See Distributed Computing for an introduction to distributed computing in gensim.

Setting up the cluster

We will show how to run distributed Latent Semantic Analysis by means of an example. Let’s say we have 5 computers at our disposal, all in the same broadcast domain. To start with, install gensim and Pyro on each one of them with:

$ sudo easy_install gensim[distributed]

and run Pyro’s name server on exactly one of the machines (doesn’t matter which one):

$ python -m Pyro.naming &

Let’s say our example cluster consists of dual-core computers with loads of memory. We will therefore run two worker scripts on four of the physical machines, creating eight logical worker nodes:

$ python -m gensim.models.lsi_worker &

This will execute gensim‘s lsi_worker.py script, to be run twice on each of the four computer. This lets gensim know that it can run two jobs on each of the four computers in parallel, so that the computation will be done faster (but also taking up twice as much memory on each machine).

Next, pick one computer that will be a job scheduler in charge of worker synchronization, and on it, run LSA dispatcher. In our example, we will use the fifth computer to act as the dispatcher and from there run:

$ python -m gensim.models.lsi_dispatcher &

In general, the dispatcher can be run on the same machine as one of the worker nodes, or it can be another, distinct computer within the same broadcast domain. The dispatcher won’t be doing much with CPU most of the time, but pick a computer with ample memory.

And that’s it! The cluster is set up and running, ready to accept jobs. To remove a worker later on, simply terminate its lsi_worker process. To add another worker, run another lsi_worker (this will not affect a computation that is already running). If you terminate lsi_dispatcher, you won’t be able to run computations until you run it again on some node (surviving workers can be re-used though).

Running LSA

So let’s test our setup and run one computation of distributed LSA. Open a Python shell on one of the five machines (again, this can be done on any computer in the same broadcast domain, our choice is incidental) and try:

>>> from gensim import corpora, models, utils
>>> import logging
>>> logging.basicConfig(format = '%(asctime)s : %(levelname)s : %(message)s', level = logging.INFO)
>>>
>>> corpus = corpora.MmCorpus('/tmp/deerwester.mm') # load a corpus of nine documents, from the Tutorials
>>> id2word = corpora.Dictionary.load('/tmp/deerwester.dict').id2token
>>>
>>> lsi = models.LsiModel(corpus, id2word, numTopics = 200, chunks = 1) # run distributed LSA on nine documents

This uses the corpus and feature-token mapping created in the Corpora and Vector Spaces tutorial. If you look at the log in your Python session, you should see a line similar to:

2010-08-09 23:44:25,746 : INFO : using distributed version with 8 workers

which means all went well. You can also check the logs coming from your worker and dispatcher processes — this is especially helpful in case of problems. To check the LSA results, let’s print the first two latent topics:

>>> for i in xrange(2): lsi.printTopic(i, topN = 5)
0.644 * "survey" + 0.404 * "response" + 0.301 * "user" + 0.265 * "time" + 0.265 * "system"
0.623 * "graph" + 0.490 * "trees" + 0.451 * "minors" + 0.274 * "eps" + -0.167 * "survey"

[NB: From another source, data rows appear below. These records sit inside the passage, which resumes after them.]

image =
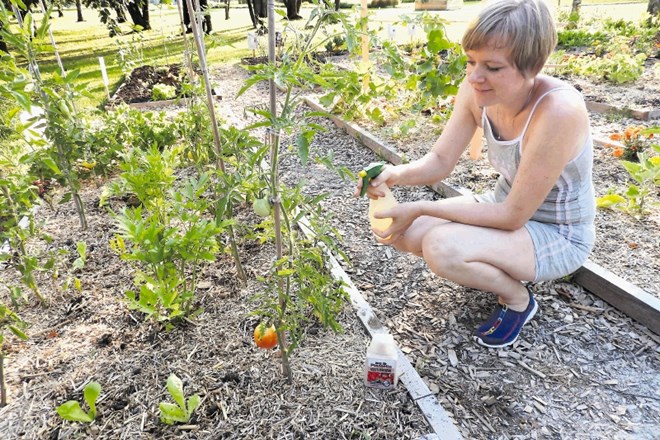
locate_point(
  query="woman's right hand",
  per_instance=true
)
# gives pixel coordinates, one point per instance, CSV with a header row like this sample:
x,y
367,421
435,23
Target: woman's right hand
x,y
389,176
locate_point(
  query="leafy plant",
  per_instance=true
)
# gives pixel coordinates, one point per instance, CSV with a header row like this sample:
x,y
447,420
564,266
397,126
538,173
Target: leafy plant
x,y
646,175
168,245
11,321
72,411
61,144
183,409
635,140
77,265
299,287
18,197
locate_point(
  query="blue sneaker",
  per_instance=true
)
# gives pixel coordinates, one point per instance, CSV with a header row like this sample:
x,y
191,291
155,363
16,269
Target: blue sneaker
x,y
503,326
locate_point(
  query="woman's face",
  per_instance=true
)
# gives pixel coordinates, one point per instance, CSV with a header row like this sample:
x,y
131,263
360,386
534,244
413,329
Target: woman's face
x,y
493,76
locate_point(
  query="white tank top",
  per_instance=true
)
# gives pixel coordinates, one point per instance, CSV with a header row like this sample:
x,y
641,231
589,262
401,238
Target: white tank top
x,y
571,199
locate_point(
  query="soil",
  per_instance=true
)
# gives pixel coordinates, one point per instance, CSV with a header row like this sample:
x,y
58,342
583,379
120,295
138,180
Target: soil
x,y
139,84
580,370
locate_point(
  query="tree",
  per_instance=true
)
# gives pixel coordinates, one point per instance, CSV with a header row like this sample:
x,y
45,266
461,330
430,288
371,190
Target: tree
x,y
79,10
139,12
293,9
206,23
258,10
575,7
137,9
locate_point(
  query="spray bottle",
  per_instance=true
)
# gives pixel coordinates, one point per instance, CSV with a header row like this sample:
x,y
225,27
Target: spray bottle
x,y
380,204
380,369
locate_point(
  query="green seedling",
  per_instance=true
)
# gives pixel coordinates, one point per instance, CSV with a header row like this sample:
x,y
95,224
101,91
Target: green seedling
x,y
182,411
8,320
71,410
370,172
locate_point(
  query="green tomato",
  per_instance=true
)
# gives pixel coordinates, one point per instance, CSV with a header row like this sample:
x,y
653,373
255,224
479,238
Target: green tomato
x,y
261,207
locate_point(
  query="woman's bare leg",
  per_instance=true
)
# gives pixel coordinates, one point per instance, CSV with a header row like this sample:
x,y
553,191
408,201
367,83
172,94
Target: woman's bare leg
x,y
487,259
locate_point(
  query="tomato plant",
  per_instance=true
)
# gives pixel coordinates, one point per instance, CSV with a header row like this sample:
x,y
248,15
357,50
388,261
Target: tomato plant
x,y
265,336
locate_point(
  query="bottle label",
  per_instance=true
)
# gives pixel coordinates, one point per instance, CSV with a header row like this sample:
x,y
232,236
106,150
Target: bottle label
x,y
381,373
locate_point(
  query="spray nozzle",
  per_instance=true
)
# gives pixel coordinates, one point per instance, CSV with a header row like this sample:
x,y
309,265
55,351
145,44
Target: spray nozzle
x,y
369,173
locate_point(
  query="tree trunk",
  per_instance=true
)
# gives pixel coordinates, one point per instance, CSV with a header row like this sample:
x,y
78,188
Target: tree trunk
x,y
139,12
79,9
207,27
653,7
293,9
261,8
3,45
575,7
3,387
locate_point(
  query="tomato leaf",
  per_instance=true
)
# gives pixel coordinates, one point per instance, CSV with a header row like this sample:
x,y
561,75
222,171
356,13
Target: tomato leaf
x,y
71,411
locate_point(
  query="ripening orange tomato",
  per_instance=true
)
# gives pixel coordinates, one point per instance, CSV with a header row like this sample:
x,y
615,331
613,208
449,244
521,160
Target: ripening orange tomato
x,y
265,337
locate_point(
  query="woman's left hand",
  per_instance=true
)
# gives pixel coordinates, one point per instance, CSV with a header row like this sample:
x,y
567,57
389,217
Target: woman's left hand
x,y
402,216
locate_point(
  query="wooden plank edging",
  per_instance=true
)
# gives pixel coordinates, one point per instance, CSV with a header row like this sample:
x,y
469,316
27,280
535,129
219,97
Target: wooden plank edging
x,y
641,114
622,295
439,420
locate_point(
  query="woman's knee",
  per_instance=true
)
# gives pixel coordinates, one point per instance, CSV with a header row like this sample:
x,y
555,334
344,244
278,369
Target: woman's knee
x,y
441,250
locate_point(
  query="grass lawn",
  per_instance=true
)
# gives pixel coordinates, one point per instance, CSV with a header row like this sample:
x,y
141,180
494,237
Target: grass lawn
x,y
80,44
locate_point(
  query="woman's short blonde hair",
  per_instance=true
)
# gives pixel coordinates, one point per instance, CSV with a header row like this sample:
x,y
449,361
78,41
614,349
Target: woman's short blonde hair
x,y
526,27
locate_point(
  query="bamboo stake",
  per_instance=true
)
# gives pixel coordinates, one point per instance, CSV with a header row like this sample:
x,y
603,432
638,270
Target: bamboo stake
x,y
187,53
214,125
475,144
277,206
365,44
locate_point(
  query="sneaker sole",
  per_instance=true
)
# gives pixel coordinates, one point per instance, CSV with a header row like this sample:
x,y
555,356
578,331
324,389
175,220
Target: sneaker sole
x,y
506,344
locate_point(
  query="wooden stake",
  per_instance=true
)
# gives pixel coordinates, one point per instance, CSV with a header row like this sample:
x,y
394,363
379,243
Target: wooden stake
x,y
475,144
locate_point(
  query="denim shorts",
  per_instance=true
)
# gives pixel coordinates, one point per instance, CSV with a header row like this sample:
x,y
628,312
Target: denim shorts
x,y
560,249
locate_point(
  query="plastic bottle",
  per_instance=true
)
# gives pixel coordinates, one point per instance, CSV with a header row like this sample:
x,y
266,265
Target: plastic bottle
x,y
380,367
380,204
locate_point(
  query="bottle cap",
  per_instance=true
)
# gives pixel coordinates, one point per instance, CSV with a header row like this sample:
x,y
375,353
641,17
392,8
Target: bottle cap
x,y
383,343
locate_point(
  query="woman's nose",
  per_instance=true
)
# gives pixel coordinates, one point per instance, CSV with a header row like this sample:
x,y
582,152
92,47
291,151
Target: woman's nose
x,y
474,76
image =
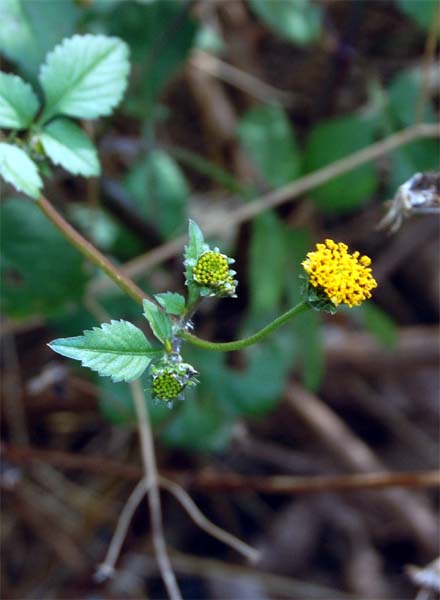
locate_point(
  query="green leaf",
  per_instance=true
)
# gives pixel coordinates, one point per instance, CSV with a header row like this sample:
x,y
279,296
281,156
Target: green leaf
x,y
338,138
421,155
160,190
30,29
379,324
421,12
196,241
18,102
268,138
297,21
117,349
159,321
67,145
267,264
85,76
196,246
19,170
173,303
42,274
200,425
160,35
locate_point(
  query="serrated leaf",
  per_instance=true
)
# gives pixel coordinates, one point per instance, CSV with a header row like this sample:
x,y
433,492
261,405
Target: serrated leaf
x,y
42,274
117,349
297,21
18,102
85,76
338,138
268,138
67,145
159,322
19,170
30,29
196,241
173,303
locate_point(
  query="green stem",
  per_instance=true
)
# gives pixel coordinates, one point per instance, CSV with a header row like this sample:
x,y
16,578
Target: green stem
x,y
249,341
90,252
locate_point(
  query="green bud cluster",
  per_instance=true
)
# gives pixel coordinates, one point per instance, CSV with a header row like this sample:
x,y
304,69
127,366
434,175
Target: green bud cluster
x,y
212,269
166,386
170,378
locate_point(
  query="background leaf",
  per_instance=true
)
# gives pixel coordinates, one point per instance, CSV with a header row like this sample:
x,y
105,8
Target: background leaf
x,y
297,21
30,29
117,349
268,138
338,138
19,170
67,145
41,273
18,102
85,76
160,190
173,303
267,264
159,322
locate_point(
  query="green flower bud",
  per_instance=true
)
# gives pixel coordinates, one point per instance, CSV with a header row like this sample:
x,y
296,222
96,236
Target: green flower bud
x,y
166,386
212,269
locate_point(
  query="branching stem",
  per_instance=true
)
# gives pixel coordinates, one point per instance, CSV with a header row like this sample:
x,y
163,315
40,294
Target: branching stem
x,y
249,341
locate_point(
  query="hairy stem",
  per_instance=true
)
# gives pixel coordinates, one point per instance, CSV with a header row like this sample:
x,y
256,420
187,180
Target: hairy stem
x,y
89,251
152,482
249,341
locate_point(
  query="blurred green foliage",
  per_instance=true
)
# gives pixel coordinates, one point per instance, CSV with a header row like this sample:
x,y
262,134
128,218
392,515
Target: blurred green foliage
x,y
42,275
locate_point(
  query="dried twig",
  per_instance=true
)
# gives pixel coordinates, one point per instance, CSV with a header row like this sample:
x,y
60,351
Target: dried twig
x,y
213,480
148,458
107,568
199,518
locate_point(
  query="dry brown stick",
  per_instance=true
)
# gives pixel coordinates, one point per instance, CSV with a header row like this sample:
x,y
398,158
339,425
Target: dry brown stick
x,y
152,483
210,480
143,263
356,455
90,252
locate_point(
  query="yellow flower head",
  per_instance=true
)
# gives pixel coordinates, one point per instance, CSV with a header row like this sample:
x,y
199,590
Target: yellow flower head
x,y
344,278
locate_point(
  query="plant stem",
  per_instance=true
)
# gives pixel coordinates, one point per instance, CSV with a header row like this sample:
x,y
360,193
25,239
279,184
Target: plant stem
x,y
90,252
249,341
152,483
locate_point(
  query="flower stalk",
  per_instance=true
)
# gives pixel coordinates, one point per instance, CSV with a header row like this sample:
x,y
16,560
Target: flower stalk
x,y
249,341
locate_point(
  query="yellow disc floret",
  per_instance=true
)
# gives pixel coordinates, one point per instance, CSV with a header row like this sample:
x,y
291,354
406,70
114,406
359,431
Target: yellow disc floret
x,y
212,269
345,278
166,386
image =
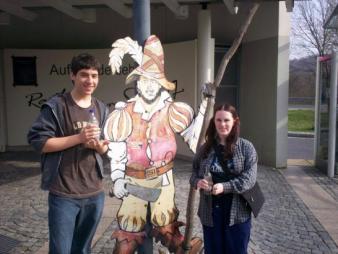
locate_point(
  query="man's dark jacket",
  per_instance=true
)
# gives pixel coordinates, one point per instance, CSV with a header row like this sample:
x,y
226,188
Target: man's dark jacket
x,y
48,125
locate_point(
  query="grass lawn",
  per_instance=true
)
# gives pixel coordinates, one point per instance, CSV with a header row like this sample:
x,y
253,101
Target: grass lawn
x,y
301,120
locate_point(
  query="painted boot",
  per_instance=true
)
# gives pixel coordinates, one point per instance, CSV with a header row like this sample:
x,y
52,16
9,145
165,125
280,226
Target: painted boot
x,y
127,242
171,237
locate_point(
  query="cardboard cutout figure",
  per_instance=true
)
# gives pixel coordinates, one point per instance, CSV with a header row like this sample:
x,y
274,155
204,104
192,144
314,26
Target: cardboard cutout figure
x,y
142,149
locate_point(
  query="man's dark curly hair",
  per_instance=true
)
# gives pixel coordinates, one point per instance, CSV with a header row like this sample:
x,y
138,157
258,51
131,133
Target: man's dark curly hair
x,y
84,61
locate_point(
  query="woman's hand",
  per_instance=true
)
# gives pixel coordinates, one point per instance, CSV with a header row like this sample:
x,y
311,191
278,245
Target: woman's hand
x,y
217,189
203,184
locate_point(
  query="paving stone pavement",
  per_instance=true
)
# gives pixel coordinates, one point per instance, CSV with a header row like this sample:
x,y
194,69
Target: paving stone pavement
x,y
285,225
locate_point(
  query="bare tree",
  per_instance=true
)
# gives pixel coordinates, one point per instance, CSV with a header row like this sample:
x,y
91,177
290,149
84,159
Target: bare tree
x,y
308,36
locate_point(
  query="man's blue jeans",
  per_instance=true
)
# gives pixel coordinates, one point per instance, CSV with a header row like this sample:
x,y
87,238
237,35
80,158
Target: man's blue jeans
x,y
72,223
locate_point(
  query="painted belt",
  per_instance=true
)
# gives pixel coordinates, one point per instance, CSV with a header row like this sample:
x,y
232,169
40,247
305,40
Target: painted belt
x,y
149,173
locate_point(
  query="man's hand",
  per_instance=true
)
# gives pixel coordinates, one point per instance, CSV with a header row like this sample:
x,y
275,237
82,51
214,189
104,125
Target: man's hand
x,y
209,90
89,132
100,146
120,189
217,189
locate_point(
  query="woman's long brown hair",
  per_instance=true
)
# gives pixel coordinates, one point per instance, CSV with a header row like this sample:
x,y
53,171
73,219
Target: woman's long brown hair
x,y
211,133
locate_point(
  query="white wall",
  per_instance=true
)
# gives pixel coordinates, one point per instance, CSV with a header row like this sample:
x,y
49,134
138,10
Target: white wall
x,y
180,65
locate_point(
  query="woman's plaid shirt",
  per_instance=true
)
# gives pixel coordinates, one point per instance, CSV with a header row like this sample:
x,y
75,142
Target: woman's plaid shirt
x,y
244,166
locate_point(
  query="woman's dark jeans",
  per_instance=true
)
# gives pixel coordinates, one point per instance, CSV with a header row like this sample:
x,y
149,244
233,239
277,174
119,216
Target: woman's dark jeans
x,y
223,239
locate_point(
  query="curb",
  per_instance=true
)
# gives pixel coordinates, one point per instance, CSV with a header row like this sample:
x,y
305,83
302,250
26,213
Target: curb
x,y
301,134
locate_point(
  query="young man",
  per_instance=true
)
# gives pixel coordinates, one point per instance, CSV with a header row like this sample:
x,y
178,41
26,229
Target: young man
x,y
71,163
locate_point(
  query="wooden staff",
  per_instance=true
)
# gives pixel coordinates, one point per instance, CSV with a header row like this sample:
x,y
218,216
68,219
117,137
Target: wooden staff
x,y
208,115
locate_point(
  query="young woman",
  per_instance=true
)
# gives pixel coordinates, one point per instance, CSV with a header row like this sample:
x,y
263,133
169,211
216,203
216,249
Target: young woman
x,y
232,163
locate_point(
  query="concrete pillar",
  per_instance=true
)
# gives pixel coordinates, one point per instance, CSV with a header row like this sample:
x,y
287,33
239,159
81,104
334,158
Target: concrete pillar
x,y
331,161
205,50
282,91
264,81
3,123
141,20
317,112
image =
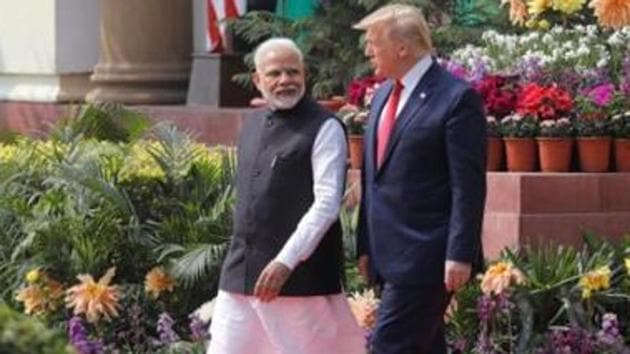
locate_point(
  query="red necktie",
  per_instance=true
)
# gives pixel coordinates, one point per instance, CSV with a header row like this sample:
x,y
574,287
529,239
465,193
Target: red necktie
x,y
387,125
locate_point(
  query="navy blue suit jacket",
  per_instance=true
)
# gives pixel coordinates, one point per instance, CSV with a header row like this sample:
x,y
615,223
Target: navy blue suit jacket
x,y
425,203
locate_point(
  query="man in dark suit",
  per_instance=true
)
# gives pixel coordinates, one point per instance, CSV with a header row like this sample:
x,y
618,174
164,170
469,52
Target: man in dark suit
x,y
423,183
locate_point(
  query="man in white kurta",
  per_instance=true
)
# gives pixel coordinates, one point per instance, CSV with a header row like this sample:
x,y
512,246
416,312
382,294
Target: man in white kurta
x,y
266,321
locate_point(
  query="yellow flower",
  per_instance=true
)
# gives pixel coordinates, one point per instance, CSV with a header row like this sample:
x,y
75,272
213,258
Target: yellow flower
x,y
33,298
537,7
39,298
568,6
531,23
612,13
499,277
363,307
598,279
544,24
518,11
33,276
94,299
157,281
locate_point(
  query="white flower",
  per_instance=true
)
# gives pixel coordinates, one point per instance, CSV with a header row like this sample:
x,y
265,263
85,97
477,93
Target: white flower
x,y
204,312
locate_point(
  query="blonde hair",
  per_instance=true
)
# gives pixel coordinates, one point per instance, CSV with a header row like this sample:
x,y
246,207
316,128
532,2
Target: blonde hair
x,y
276,44
404,22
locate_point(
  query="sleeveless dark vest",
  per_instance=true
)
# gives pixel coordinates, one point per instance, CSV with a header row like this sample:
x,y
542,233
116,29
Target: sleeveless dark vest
x,y
274,187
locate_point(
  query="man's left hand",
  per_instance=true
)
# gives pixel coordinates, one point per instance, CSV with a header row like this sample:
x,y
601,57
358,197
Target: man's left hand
x,y
271,280
456,274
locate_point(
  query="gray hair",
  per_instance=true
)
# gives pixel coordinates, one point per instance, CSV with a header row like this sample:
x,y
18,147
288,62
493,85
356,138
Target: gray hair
x,y
403,22
276,44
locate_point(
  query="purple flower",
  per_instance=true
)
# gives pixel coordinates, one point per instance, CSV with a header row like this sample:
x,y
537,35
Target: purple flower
x,y
456,69
79,339
198,328
609,334
602,94
165,329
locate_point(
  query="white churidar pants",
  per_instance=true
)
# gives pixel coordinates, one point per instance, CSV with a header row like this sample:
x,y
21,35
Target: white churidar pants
x,y
287,325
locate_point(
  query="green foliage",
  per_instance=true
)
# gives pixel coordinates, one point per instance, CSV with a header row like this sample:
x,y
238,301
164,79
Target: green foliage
x,y
73,205
20,334
334,51
101,121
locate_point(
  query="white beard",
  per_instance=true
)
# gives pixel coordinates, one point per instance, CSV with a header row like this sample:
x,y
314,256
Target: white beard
x,y
282,102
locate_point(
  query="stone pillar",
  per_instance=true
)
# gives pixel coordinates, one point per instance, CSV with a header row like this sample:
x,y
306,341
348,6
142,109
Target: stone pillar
x,y
211,77
47,49
145,48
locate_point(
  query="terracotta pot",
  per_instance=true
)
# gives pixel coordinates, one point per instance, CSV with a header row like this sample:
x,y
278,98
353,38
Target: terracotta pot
x,y
520,154
594,153
355,145
554,154
622,155
494,156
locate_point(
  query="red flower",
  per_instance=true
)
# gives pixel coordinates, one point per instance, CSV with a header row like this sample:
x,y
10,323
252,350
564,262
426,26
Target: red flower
x,y
543,102
358,88
499,95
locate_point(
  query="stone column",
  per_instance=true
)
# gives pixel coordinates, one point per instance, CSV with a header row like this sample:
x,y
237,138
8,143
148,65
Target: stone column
x,y
145,48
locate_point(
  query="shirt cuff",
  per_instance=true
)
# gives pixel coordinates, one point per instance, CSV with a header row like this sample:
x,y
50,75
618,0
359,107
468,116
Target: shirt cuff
x,y
287,259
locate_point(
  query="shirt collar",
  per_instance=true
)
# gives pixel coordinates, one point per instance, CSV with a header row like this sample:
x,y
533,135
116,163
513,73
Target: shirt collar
x,y
413,76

Success! But a corpus of nine documents is no challenge for our powerful cluster... In fact, we had to lower the job size (chunks parameter above) to a single document at a time, otherwise all documents would be processed by a single worker all at once.

So let’s run LSA on one million documents instead:

>>> # inflate the corpus to 1M documents, by repeating it over&over
>>> corpus1m = utils.RepeatCorpus(corpus, 1000000)
>>> # run distributed LSA on 1 million documents
>>> lsi1m = models.LsiModel(corpus1m, id2word, numTopics=200, chunks=10000, serial_only=False)

The serial_only parameter instructs gensim whether to run in serial or distributed mode. Setting serial_only=True will result in LSA running inside the active Python shell, without any inter-node communication whatsoever, even if there are worker nodes available. Setting serial_only=False forces distributed mode (raising an exception in case of failure). And finally, leaving serial_only unspecified tells gensim to try running in distributed mode, or, failing that, run in serial mode.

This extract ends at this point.